Post submitted by Jordan Dashow, former Federal Policy Manager
Today, Chapin Hall at the University of Chicago released a new report on youth homelessness, Missed Opportunities: National Estimates, which found that LGBTQ young adults had a 120 percent higher risk of reporting homelessness compared to youth who identified as heterosexual and cisgender. The report also found that one in 30 youth ages 13-17 experienced a form of homelessness over a 12-month period and one in 10 young adults ages 18-25 experienced a form of homelessness over a 12-month period.

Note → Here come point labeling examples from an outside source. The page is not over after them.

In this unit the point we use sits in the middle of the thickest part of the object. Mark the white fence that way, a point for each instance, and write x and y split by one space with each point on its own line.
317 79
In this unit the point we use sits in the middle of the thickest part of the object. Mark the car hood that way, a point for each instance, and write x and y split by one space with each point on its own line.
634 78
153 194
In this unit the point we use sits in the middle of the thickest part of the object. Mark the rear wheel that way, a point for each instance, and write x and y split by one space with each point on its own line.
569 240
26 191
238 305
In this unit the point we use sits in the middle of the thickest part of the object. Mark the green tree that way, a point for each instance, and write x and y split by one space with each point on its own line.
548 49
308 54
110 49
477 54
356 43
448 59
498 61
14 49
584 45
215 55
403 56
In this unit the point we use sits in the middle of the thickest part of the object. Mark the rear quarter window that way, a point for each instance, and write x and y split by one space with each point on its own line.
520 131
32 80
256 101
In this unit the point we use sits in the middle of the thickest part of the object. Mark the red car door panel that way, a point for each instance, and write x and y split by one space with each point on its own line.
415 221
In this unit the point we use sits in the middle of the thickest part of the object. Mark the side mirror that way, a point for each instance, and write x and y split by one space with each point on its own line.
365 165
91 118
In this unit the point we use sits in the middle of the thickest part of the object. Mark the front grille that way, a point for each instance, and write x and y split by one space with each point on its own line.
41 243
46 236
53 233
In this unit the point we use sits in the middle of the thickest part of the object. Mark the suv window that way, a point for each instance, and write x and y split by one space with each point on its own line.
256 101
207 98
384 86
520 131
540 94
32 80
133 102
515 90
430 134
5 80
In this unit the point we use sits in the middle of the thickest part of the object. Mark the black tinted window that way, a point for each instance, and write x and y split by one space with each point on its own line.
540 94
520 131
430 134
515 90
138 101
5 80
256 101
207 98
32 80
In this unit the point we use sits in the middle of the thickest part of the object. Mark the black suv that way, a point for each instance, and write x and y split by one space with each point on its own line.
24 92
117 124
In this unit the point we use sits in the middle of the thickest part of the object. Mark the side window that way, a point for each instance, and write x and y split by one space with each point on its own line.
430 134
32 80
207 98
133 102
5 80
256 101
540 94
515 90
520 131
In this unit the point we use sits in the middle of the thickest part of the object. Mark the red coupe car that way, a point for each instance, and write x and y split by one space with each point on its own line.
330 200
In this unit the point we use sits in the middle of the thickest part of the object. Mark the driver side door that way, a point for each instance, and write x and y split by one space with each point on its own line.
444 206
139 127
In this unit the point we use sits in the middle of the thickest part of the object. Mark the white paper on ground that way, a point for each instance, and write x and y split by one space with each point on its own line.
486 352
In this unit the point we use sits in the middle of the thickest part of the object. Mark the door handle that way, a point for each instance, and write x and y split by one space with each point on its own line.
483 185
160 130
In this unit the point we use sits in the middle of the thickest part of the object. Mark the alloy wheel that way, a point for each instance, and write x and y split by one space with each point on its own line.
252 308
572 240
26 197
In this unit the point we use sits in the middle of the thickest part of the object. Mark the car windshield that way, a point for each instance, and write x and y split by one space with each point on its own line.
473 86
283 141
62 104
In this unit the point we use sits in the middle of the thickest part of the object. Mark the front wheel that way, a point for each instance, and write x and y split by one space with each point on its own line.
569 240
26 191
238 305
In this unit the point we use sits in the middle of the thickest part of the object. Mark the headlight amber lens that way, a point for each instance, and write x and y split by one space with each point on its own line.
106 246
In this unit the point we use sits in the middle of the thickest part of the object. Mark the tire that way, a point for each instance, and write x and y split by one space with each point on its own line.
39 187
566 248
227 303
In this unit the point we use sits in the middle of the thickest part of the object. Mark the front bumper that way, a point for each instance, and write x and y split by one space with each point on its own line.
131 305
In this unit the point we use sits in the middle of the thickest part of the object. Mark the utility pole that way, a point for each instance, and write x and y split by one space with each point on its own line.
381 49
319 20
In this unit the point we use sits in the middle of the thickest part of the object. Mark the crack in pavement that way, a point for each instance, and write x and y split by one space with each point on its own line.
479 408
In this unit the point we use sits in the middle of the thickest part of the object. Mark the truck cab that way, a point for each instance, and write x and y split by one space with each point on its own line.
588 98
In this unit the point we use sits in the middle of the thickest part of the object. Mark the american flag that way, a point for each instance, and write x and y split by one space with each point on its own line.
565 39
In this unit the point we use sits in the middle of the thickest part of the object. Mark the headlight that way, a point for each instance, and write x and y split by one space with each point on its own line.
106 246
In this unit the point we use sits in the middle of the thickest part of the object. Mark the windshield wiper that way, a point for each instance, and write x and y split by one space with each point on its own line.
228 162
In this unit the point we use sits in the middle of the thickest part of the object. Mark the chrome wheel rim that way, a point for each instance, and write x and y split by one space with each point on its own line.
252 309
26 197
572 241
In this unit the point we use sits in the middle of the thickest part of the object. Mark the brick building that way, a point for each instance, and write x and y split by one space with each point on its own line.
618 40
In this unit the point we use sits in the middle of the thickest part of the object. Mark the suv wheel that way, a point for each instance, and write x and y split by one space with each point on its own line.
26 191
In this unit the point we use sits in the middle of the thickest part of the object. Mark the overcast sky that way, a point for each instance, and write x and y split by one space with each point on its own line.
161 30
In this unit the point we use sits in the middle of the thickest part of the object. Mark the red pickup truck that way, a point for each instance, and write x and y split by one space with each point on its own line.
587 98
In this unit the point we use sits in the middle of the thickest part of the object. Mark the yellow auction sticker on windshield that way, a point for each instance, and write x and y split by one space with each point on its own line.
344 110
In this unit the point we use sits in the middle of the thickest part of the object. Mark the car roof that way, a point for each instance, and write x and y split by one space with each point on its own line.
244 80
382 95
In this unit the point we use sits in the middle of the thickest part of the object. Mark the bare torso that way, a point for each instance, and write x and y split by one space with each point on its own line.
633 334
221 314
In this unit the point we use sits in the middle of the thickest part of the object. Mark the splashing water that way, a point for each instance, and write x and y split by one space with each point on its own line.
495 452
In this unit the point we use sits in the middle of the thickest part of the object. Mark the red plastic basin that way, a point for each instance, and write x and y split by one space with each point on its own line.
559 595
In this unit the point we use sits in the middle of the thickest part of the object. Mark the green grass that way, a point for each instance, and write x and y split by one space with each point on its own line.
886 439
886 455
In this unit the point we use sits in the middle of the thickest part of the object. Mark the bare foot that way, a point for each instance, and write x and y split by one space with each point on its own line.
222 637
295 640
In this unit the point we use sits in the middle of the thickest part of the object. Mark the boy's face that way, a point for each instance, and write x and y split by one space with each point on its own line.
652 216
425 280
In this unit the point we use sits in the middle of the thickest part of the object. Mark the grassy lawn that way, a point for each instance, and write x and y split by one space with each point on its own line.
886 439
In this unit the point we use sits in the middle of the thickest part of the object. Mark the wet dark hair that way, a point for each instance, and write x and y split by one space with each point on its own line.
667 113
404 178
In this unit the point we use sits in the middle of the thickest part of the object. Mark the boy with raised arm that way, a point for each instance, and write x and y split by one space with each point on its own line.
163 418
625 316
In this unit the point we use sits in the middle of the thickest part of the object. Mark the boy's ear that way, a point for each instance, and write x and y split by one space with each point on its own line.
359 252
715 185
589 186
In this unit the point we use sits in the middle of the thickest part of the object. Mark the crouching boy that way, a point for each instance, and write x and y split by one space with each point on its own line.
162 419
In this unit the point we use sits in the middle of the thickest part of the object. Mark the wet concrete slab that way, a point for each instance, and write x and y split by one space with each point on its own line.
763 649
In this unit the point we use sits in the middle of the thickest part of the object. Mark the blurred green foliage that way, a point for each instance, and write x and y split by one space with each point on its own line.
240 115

These findings are consistent with other research that also shows that LGBTQ youth are overrepresented among the homeless. Estimates show that LGBTQ youth comprise up to 40 percent of the total unaccompanied homeless youth population, even though they make up five to 10 percent of the overall youth population. Earlier this year, HRC Youth Ambassador Justin Jones discussed his experience as a homeless LGBTQ youth with HRC.

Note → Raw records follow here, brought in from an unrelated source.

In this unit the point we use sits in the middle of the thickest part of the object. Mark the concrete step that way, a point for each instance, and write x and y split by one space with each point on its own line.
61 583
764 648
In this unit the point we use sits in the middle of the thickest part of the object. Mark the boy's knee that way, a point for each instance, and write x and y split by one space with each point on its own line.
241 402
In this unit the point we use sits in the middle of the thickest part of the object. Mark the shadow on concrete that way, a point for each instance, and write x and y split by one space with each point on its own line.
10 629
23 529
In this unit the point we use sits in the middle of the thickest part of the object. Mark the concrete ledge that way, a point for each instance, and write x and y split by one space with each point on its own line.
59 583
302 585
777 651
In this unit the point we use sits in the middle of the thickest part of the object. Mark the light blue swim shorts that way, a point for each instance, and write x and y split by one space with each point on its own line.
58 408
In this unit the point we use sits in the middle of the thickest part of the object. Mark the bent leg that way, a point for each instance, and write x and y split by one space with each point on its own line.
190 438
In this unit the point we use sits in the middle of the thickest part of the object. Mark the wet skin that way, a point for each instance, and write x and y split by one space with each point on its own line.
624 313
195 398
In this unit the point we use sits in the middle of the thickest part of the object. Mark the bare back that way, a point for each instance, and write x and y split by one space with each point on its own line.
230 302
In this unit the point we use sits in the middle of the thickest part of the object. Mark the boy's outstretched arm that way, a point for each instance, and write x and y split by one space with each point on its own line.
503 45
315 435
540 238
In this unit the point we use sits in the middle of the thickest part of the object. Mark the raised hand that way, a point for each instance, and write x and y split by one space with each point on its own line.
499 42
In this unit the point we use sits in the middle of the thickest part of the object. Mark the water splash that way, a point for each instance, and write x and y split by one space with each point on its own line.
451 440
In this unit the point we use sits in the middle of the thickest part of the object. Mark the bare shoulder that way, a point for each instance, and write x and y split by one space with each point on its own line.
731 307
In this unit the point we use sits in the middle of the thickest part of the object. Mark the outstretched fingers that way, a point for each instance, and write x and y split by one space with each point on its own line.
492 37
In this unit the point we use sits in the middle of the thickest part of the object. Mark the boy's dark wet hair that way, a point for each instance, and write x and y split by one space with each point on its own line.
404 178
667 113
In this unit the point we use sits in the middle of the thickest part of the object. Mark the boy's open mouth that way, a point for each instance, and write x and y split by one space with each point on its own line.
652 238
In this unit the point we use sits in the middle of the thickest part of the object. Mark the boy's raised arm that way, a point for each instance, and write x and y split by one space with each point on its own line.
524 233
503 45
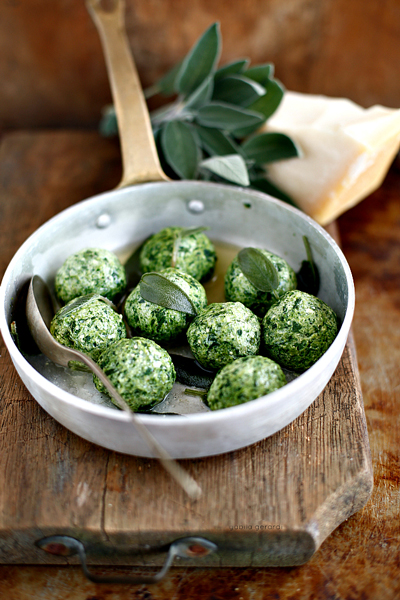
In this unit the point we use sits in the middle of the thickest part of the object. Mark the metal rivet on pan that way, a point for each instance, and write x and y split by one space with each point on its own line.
103 221
196 206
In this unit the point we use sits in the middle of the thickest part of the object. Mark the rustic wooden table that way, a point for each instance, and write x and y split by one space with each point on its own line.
361 558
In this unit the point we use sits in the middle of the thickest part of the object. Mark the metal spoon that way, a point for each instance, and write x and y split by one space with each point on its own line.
39 313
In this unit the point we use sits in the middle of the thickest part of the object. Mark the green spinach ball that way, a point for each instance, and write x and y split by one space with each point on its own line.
163 324
140 370
298 330
92 270
243 380
221 333
88 324
239 289
194 253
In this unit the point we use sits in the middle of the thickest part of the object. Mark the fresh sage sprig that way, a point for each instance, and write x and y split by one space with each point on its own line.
259 270
156 288
209 129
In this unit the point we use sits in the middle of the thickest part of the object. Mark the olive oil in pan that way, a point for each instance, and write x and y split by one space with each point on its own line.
226 252
215 286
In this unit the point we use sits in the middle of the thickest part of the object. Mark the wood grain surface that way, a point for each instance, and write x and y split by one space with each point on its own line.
317 46
360 559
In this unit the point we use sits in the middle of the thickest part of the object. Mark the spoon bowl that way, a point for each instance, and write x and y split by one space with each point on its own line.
39 313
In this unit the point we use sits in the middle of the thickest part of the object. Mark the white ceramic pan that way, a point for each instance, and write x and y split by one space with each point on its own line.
121 219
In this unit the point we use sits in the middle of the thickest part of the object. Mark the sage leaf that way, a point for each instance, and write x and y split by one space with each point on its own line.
165 85
265 106
231 167
180 149
202 94
216 142
258 269
227 117
233 68
261 73
268 104
156 288
237 89
200 61
269 147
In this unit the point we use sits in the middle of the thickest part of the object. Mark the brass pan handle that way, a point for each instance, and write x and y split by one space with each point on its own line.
139 153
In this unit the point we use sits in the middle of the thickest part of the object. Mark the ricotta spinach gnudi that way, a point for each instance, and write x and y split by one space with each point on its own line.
243 380
176 247
92 270
88 324
298 330
157 322
140 370
221 333
239 289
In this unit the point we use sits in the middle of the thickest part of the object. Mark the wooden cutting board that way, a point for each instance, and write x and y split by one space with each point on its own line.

LGBTQ youth aren’t the only population that disproportionately experience homelessness, according to the data released today. Other young adult populations experiencing disproportionate rates of homelessness include Black and African American youth, Hispanic non-white youth, unmarried parenting youth, youth with less than a high school diploma or GED certificate and youth reporting annual household income of less than $24,000.
The consequences of homelessness, particularly for LGBTQ youth, are far reaching and can last a lifetime. Homelessness is harmful to mental and physical health, and youth who are homeless are at an increased risk for sexual abuse and exploitation, chemical and alcohol dependency, social stigma and discrimination. These youth also experience lower levels of long-term educational attainment—placing them at an even greater disadvantage when they enter the job market. Growing up without the critical family and social safety nets so many young people rely on results in catastrophic consequences for economic stability, educational attainment and life expectancy.

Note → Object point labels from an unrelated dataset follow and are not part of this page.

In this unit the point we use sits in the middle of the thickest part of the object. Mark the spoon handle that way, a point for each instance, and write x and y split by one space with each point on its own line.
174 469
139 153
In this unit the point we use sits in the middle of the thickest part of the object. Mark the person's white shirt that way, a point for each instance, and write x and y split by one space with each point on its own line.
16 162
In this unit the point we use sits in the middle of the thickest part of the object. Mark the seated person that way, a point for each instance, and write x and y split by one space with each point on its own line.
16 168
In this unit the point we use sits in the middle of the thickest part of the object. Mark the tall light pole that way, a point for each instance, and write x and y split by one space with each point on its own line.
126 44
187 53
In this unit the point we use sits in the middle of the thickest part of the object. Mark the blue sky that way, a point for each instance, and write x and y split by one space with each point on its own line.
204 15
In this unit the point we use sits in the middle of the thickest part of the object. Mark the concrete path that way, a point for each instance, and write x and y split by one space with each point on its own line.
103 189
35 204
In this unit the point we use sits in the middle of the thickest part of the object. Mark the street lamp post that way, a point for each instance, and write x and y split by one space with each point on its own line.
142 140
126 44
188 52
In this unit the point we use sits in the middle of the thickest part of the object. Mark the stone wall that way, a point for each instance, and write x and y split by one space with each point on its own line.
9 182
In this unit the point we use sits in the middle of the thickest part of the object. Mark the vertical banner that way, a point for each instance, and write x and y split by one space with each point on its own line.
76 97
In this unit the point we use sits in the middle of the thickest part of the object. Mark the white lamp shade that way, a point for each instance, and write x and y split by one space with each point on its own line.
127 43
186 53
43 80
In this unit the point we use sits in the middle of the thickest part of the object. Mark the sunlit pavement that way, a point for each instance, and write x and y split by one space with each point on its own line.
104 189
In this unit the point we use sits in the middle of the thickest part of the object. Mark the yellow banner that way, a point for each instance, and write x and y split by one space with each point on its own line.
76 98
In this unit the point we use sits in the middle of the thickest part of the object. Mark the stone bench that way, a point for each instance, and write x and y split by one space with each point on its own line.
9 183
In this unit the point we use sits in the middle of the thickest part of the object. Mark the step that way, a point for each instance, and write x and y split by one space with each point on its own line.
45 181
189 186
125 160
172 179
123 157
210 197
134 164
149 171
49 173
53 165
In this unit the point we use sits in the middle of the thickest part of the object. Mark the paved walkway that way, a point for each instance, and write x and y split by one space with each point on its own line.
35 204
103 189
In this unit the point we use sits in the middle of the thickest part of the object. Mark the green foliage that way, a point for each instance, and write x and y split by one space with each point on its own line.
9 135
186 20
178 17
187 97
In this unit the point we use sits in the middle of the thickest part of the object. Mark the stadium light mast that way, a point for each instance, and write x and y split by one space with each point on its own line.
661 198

Little support exists at the federal level to provide funding for programs that improve family relationships and reduce homelessness among LGBTQ youth. As a result, homeless youth, particularly LGBTQ youth, continue to face severe obstacles in their emotional and professional development.
That is why HRC endorsed the bipartisan Runaway and Homeless Youth and Trafficking Prevention Act (RHYTPA), which would reauthorize essential Runaway and Homeless Youth Act programs, including prevention, emergency shelters, street outreach, transitional living and assistance in rural areas. Notably, RHYTPA includes much needed updates to the current Runaway and Homeless Youth Act programs, including an explicit non-discrimination provision that would prohibit any provider of these services from discriminating against youth based on their race, color, religion, national origin, sex, gender identity, sexual orientation or disability.